Dual-User Haptic Teleoperation of Complementary Motions of a Redundant Wheeled Mobile Manipulator Considering Task Priority

Abstract

With the increasing applications of wheeled mobile manipulators (WMMs), consisting of a mobile platform (MP) and a manipulator, in diverse fields, new challenges have arisen in achieving multiple tasks such as obstacle avoidance in a constrained environment during the end-effector (EE) operation. A WMM is usually redundant due to the combination of the MP and the manipulator, making multitask control possible via employing its null space. Dual-user/two-handed teleoperation of a WMM is desirable for tasks where it is important to simultaneously control the poses of both the MP and the EE. The existing teleoperation approaches for WMMs are mostly executed at the kinematic level, without considering the nonlinear rigid-body dynamics of the WMMs.

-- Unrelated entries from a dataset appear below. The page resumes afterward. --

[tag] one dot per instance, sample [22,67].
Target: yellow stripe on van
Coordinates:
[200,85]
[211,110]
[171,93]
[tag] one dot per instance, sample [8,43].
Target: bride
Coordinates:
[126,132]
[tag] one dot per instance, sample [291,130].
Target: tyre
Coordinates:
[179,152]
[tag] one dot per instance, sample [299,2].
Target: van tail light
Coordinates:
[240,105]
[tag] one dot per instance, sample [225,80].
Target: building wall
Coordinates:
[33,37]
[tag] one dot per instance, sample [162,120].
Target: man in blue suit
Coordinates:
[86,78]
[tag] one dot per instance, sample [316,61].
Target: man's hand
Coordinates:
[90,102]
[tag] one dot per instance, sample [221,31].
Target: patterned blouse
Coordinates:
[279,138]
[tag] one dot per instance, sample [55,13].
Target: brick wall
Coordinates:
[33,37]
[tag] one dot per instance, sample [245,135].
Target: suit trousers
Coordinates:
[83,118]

In this article, a task-priority-based dual-user teleoperation framework for a WMM is implemented to perform tasks in a constrained environment. It can simultaneously manipulate the MP and the EE, the overground obstacles are avoided by telecontrolling the MP using the WMM’s null space. Any residual redundancy can be further employed for other tasks such as singularity avoidance. The stability of the entire teleoperation design is rigorously proved even with arbitrary time delays. Experiments with a dual-user teleoperation system, consisting of two local robots and an omnidirectional WMM, are conducted to verify the proposed approach’s feasibility and effectiveness.